Initial management of trigger finger is conservative and involves activity modification , non-steroidal anti-inflammatory drugs for pain control, MCP joint immobilization, and corticosteroid injection.
The goal of splinting is to prevent the friction caused by flexor tendon movement through the affected A1 pulley until the inflammation there resolves . It is generally considered that splinting is an appropriate treatment option in patients who refuse or wish to avoid corticosteroid injection. A study of manual workers with distal interphalangeal (DIP) joint splints in full extension for 6 weeks demonstrated abatement of symptoms in over 50% of the patients . In another study, splints of the MCP joint at 15 degrees of flexion (leaving the PIP and DIP joints free) were shown to provide resolution of symptoms in 65% of patients at 1-year follow-up . For patients who are most bothered by symptoms of locking in the morning, splinting the PIP joint at night can be effective. Splinting yields lower success rates in patients with severe triggering or longstanding duration of symptoms.

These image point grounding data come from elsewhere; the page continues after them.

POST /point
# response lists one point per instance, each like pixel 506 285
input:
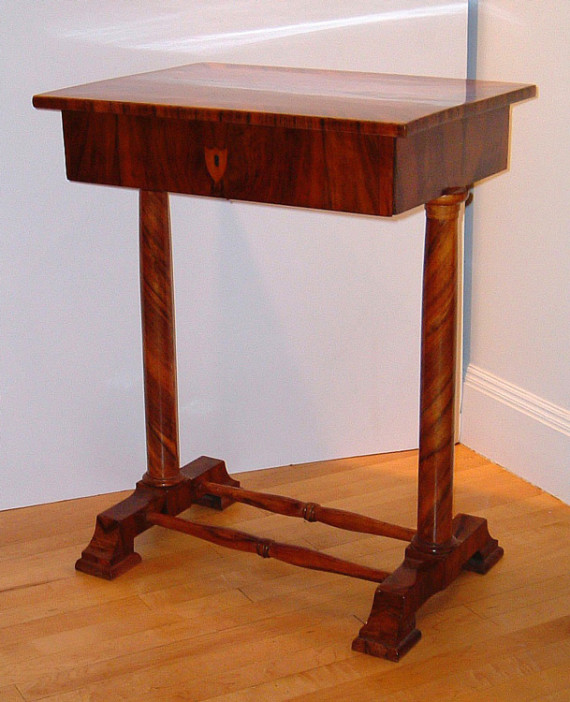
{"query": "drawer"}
pixel 321 169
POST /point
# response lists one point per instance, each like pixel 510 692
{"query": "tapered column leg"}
pixel 164 488
pixel 438 363
pixel 443 545
pixel 159 346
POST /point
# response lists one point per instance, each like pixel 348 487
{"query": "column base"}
pixel 111 550
pixel 391 627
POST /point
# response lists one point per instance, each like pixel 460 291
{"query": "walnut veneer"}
pixel 356 142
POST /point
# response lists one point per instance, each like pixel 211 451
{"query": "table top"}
pixel 367 103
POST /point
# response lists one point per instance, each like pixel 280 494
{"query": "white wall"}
pixel 298 332
pixel 516 406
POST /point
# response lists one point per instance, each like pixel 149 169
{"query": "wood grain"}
pixel 197 622
pixel 287 136
pixel 367 103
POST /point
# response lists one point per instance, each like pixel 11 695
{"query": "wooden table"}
pixel 354 142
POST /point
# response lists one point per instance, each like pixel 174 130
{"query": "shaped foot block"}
pixel 390 630
pixel 111 550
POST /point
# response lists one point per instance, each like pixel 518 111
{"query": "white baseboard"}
pixel 517 429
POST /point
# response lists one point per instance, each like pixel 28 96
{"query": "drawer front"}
pixel 328 170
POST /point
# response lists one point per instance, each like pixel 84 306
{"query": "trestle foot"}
pixel 111 550
pixel 391 628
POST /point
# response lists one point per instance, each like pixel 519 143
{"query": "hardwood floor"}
pixel 195 622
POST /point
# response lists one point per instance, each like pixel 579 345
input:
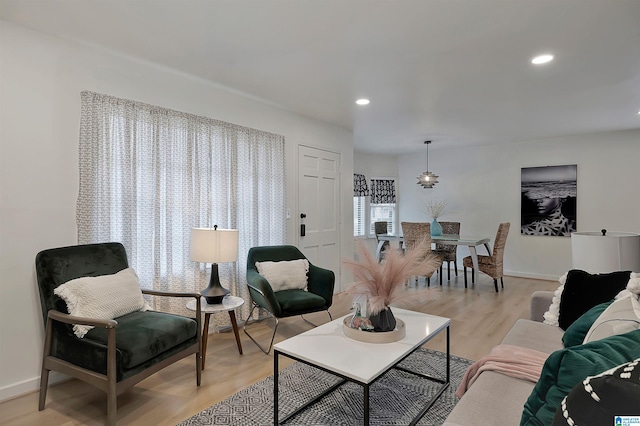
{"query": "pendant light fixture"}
pixel 427 179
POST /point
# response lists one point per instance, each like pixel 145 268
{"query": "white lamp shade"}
pixel 211 245
pixel 595 253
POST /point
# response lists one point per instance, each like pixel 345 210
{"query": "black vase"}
pixel 383 320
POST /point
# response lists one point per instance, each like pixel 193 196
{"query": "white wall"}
pixel 40 84
pixel 483 185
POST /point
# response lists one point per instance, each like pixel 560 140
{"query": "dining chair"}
pixel 447 252
pixel 381 228
pixel 414 234
pixel 492 264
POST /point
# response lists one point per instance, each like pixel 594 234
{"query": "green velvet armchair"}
pixel 117 353
pixel 286 303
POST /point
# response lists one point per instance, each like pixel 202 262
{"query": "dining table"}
pixel 450 239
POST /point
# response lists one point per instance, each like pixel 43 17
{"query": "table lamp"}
pixel 601 252
pixel 213 245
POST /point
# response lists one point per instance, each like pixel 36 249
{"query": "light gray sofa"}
pixel 496 399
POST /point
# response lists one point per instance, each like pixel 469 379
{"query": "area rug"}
pixel 394 399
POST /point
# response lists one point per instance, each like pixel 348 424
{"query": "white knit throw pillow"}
pixel 285 275
pixel 102 297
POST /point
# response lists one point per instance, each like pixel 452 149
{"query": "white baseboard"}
pixel 17 390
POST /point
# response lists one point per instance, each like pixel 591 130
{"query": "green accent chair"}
pixel 115 354
pixel 286 303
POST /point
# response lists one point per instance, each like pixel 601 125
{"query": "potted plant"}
pixel 384 282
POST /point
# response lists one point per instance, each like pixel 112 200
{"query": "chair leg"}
pixel 198 367
pixel 44 375
pixel 275 328
pixel 465 276
pixel 44 381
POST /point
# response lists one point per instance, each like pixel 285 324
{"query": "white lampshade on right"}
pixel 597 253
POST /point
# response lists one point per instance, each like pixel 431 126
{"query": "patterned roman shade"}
pixel 360 188
pixel 383 191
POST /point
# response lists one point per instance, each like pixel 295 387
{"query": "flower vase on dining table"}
pixel 436 228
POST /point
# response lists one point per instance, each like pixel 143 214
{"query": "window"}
pixel 383 204
pixel 383 213
pixel 150 174
pixel 360 192
pixel 359 216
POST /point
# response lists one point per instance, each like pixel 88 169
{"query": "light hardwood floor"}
pixel 478 322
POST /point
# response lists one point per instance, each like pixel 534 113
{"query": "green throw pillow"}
pixel 567 367
pixel 578 330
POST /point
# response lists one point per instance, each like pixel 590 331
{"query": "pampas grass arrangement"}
pixel 384 283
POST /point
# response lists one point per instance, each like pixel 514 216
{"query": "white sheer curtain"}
pixel 149 174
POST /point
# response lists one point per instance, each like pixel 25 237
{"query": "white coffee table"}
pixel 327 348
pixel 229 304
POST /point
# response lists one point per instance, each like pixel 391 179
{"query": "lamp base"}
pixel 214 293
pixel 214 300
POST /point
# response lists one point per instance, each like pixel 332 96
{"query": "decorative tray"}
pixel 374 336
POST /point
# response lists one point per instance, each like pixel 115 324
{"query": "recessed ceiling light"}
pixel 542 59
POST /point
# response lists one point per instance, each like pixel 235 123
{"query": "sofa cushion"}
pixel 583 290
pixel 567 367
pixel 599 399
pixel 489 401
pixel 534 335
pixel 577 331
pixel 620 317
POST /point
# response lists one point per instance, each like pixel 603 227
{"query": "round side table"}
pixel 229 304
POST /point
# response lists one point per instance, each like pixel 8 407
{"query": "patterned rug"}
pixel 394 399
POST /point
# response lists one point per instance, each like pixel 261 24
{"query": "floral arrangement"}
pixel 437 208
pixel 384 283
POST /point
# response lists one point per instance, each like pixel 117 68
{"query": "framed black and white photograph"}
pixel 548 200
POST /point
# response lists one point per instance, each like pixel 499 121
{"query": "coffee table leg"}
pixel 275 387
pixel 234 324
pixel 205 337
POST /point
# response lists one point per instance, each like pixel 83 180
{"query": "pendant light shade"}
pixel 427 179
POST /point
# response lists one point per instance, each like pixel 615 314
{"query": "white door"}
pixel 319 202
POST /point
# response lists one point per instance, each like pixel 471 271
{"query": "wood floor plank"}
pixel 478 322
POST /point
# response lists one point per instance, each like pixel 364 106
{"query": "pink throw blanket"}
pixel 514 361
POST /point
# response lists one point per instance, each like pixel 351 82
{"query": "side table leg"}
pixel 366 405
pixel 275 388
pixel 205 337
pixel 234 324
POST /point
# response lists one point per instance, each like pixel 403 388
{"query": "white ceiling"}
pixel 453 71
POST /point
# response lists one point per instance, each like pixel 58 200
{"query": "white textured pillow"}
pixel 102 297
pixel 552 315
pixel 285 275
pixel 622 316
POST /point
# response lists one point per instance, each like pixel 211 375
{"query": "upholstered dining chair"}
pixel 492 264
pixel 85 285
pixel 283 282
pixel 447 252
pixel 415 233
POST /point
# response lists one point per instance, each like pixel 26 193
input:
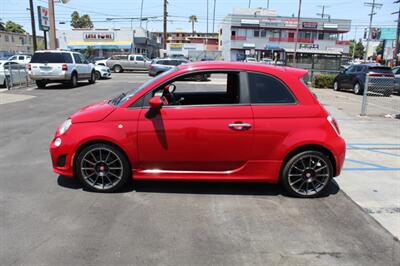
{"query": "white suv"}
pixel 50 66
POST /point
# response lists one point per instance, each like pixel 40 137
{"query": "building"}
pixel 17 43
pixel 261 33
pixel 196 46
pixel 106 42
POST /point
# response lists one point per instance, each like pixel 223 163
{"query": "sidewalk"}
pixel 371 174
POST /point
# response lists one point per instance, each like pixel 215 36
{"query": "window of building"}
pixel 269 90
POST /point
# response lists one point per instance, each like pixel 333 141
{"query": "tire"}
pixel 92 79
pixel 307 174
pixel 118 69
pixel 74 80
pixel 336 86
pixel 98 75
pixel 41 84
pixel 102 167
pixel 357 88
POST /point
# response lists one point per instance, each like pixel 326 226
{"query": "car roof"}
pixel 241 66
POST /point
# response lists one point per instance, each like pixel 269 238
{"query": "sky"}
pixel 180 10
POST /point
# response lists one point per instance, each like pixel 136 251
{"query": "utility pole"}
pixel 33 25
pixel 52 32
pixel 141 14
pixel 165 25
pixel 373 5
pixel 396 49
pixel 214 17
pixel 297 34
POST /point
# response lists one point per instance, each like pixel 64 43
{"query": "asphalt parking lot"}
pixel 48 219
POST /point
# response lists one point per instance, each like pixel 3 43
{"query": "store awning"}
pixel 99 45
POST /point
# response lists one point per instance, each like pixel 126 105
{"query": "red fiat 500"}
pixel 246 122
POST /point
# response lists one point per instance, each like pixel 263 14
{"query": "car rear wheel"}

Operative treatment, whether by percutaneous or open release, is highly successful and widely regarded as the ultimate treatment for trigger finger. Indication for surgical treatment is generally failure of conservative treatment to resolve pain and symptoms. The timing of surgery is somewhat controversial with data suggesting surgical consideration after failure of both a single as well as multiple corticosteroid injections [44, 45].
The percutaneous trigger finger release has been described and was first introduced by Lorthioir in 1958 . In this procedure, the MCP joint is hyperextended with the palm up, thus stretching out the A1 pulley and shifting the neurovascular structures dorsally. After ethyl chloride is sprayed and lidocaine injected for pain management, a needle is inserted through the skin and onto the A1 pulley. It is then swept to slice the pulley proximal and distal to the injection site. Success rates have been reported as over 90% with this procedure ; however, use of this technique is tempered by the risk of digital nerve or artery injury. Other complications, including tendon bowstringing, infection, and pain are less common [47–49].
Trigger finger is a long recognized condition characterized by a sometimes painful locking of the digit on flexion and extension. It is caused by the inflammation and subsequent narrowing of the A1 pulley through which the flexor tendon passes at the metacarpal head, leading to restricted movement of the tendon through the pulley. It is much more common in women than men, may be related to occupations involving constant gripping or repetitive local trauma and appears to be associated with systemic inflammatory diseases. The diagnosis is typically made by the characteristic presentation and findings on exam, and first-line treatment includes splinting and corticosteroid injections. Surgical management of this condition is indicated with recurrence after or failure of conservative management or initially in cases of >6 months duration and is highly effective with low complication and recurrence rates.